Il dovere della paternità, il potere del ritorno al Padre

Di Alessandro Giuli
26 Agosto 2017
Per donare amore autentico alla progenie, occorre sapere che i nostri figli sono anche degli sconosciuti (iperbole), così come i nostri genitori biologici

augusto

Articolo tratto dal numero di Tempi in edicola (vai alla pagina degli abbonamenti) – C’è Padre e padre. La paternità biologica è uno sforzo dell’anima, un compito radicato nella dimensione immanifesta dell’origine, il dovere di un lignaggio. Quando il sangue si fa buon conduttore di elettricità, quando l’incontro tra uomo e donna riproduce la ierogamia stellata degli elementi (fuoco e acqua), il concepimento diventa cosmogonia: dal palpito dell’embrione al primo vagito, la gestazione completa non fa che proiettare sulla scena del microcosmo il mistero macrocosmico, la nascita dell’uni-verso (il mondo fenomenico disceso dall’Uno e all’Uno tendente per sua natura), l’aurora dell’umanità già in cammino verso il ritorno. Si sbuca dall’utero platicefali come i primi antropoidi censiti dai paleontologi, si muore anziani e quintessenziati come bambini. La genitorialità merita un rispetto supremo, padre e madre biologici vanno onorati come le scintille divine da cui proviene la luce. L’epoca presente tributa invece un estremo, tardivo, unilaterale omaggio all’archetipo lunare materno e sembra maldisposta verso la sua controparte solare. Colpa, forse, di un durevole e malinteso senso di svilimento della femminilità che ha punteggiato negli ultimi secoli la nostra storia. Ma è un’altra storia, e comunque non è una buona ragione per trascurare i diritti dei padri e il culto degli antenati.

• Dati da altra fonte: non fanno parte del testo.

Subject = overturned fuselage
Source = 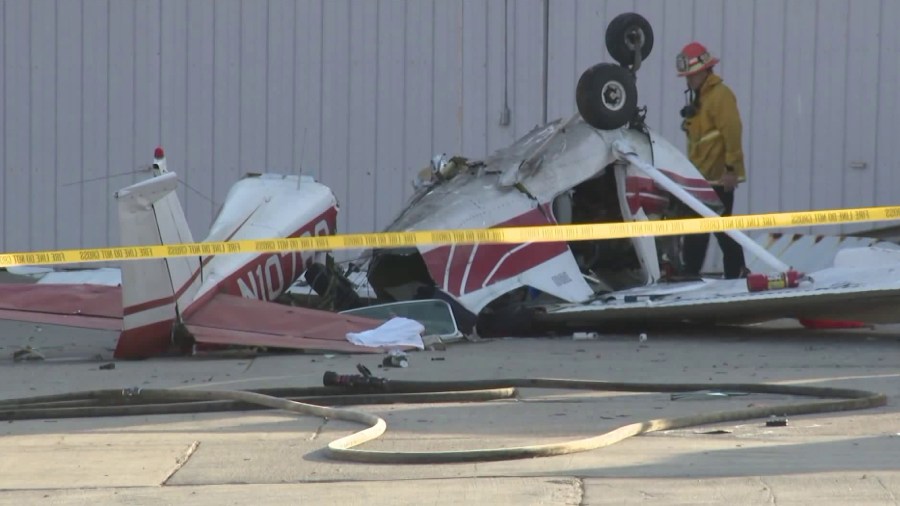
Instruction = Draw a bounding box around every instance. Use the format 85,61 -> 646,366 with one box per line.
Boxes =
360,115 -> 721,334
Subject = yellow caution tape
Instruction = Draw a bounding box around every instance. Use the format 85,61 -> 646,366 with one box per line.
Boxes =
0,207 -> 900,268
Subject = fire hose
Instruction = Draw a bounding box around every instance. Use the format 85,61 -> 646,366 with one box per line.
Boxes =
0,366 -> 887,464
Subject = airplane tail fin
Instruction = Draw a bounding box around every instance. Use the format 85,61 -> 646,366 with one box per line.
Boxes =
115,148 -> 200,358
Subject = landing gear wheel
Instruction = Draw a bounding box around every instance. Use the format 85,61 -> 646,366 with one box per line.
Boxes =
606,12 -> 653,70
575,63 -> 637,130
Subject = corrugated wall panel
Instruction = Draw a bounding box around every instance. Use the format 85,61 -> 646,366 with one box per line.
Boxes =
55,2 -> 83,248
81,0 -> 110,247
30,0 -> 59,249
784,0 -> 816,220
374,1 -> 409,230
406,0 -> 438,201
0,0 -> 900,250
810,0 -> 849,234
296,0 -> 324,184
873,0 -> 900,210
320,0 -> 352,231
266,0 -> 298,174
841,2 -> 884,232
185,0 -> 218,231
748,0 -> 785,213
3,2 -> 32,249
107,1 -> 135,244
210,0 -> 244,215
160,0 -> 188,230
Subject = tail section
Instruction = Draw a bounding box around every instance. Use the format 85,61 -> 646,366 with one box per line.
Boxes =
115,148 -> 200,358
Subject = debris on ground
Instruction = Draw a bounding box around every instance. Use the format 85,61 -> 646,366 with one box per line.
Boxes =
13,346 -> 44,362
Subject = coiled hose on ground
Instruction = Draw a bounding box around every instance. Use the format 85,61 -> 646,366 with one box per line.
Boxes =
0,378 -> 887,464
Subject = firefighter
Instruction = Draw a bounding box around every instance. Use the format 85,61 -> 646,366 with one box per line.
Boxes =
676,42 -> 749,279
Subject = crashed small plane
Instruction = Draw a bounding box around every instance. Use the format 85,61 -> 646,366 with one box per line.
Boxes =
360,13 -> 900,336
0,148 -> 382,359
7,13 -> 900,358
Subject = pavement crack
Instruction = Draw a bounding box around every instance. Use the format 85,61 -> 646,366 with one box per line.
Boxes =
160,441 -> 200,486
875,476 -> 900,504
756,477 -> 778,504
307,418 -> 328,441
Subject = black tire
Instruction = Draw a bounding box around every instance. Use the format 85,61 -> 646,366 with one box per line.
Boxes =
606,12 -> 653,67
575,63 -> 637,130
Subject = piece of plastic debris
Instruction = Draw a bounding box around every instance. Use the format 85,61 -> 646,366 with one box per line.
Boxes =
13,346 -> 44,362
381,349 -> 409,367
669,390 -> 749,401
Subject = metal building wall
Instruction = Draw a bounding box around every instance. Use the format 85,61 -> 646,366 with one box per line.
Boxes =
0,0 -> 900,251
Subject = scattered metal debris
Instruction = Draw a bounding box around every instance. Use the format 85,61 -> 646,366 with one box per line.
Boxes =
669,390 -> 747,401
13,346 -> 45,362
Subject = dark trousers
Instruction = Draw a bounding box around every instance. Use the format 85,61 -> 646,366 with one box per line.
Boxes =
682,186 -> 745,279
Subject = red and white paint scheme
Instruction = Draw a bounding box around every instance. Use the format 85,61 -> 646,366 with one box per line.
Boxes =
369,115 -> 721,314
0,148 -> 381,358
364,114 -> 900,332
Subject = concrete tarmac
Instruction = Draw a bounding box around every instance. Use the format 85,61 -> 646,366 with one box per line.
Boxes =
0,322 -> 900,505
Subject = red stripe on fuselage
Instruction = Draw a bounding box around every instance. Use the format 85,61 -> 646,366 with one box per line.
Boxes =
183,207 -> 337,317
422,206 -> 568,296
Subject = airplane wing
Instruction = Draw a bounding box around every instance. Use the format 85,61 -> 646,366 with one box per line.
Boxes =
0,283 -> 122,330
535,250 -> 900,328
185,293 -> 384,353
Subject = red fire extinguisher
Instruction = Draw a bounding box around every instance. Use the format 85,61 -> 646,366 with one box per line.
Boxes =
747,270 -> 803,292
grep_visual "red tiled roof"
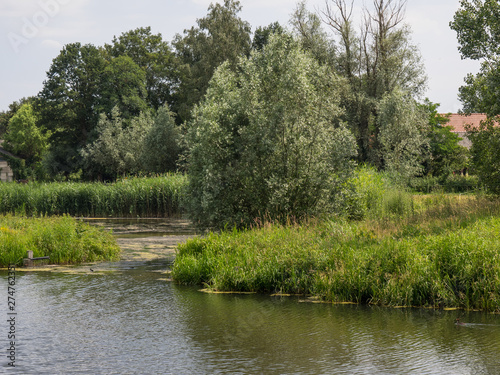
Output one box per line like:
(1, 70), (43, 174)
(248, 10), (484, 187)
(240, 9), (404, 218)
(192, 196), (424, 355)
(446, 113), (486, 133)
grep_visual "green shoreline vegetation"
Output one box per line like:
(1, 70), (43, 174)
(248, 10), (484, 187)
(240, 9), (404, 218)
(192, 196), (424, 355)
(0, 215), (120, 267)
(172, 194), (500, 312)
(0, 173), (187, 217)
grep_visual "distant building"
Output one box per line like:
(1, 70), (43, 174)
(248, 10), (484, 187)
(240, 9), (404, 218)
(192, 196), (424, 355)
(443, 113), (486, 148)
(0, 139), (15, 182)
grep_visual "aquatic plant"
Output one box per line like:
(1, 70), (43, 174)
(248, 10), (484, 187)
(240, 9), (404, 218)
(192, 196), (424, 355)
(0, 174), (187, 217)
(0, 215), (120, 267)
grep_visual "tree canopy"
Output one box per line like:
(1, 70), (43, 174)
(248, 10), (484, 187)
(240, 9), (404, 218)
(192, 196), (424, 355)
(187, 34), (356, 226)
(173, 0), (251, 122)
(450, 0), (500, 116)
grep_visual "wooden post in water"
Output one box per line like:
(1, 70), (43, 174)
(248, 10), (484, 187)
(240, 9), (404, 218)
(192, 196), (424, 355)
(23, 250), (50, 267)
(23, 250), (33, 267)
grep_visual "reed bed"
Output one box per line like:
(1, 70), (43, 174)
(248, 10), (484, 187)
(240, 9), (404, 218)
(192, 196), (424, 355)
(172, 200), (500, 312)
(0, 215), (120, 267)
(0, 174), (187, 217)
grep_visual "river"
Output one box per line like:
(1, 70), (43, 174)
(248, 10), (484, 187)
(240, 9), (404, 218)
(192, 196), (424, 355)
(0, 219), (500, 375)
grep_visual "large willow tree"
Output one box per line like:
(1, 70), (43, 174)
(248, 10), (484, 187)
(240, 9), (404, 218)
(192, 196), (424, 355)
(187, 34), (355, 227)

Tuttavia c’è padre e Padre. Una persona molto saggia mi ha insegnato questo: per donare amore autentico alla progenie, per vivere la paternità nella forma più compiuta, occorre sapere che i nostri figli sono anche degli sconosciuti (iperbole), così come i nostri genitori biologici. Noi e le nostre mogli non rappresentiamo che l’ostello dei nostri figli, il luogo confortevole del loro avviamento alla vita, alla ricerca di un superiore incontro con il Padre celeste mediato da figure collaterali e non per forza consanguinee. Le civiltà antiche, Roma in particolare, conobbero il valore iniziatico dell’adozione senza mai svilire la concezione della famiglia tradizionale come nucleo fondante e sacro della società. Cesare propiziò l’ingresso di Ottaviano nella gens Iulia poiché in lui riconobbe quell’istinto apollineo che suo padre Ottavio non avrebbe saputo destare a beneficio dell’Urbe. Ottaviano lo ricambiò sgominando i suoi assassini secondo l’enigmatico modello dell’Orestea (rileggete le Eumenidi di Eschilo!) e divenne Augusto, Pater Patriae. Il sangue non basta, evidentemente, anzi può diventare un limite patologico incapacitante lì dove su di esso non s’innesti una superiore forza che trae verso l’alto. Non varrà mai per chiunque, ma può valere per ciascuno.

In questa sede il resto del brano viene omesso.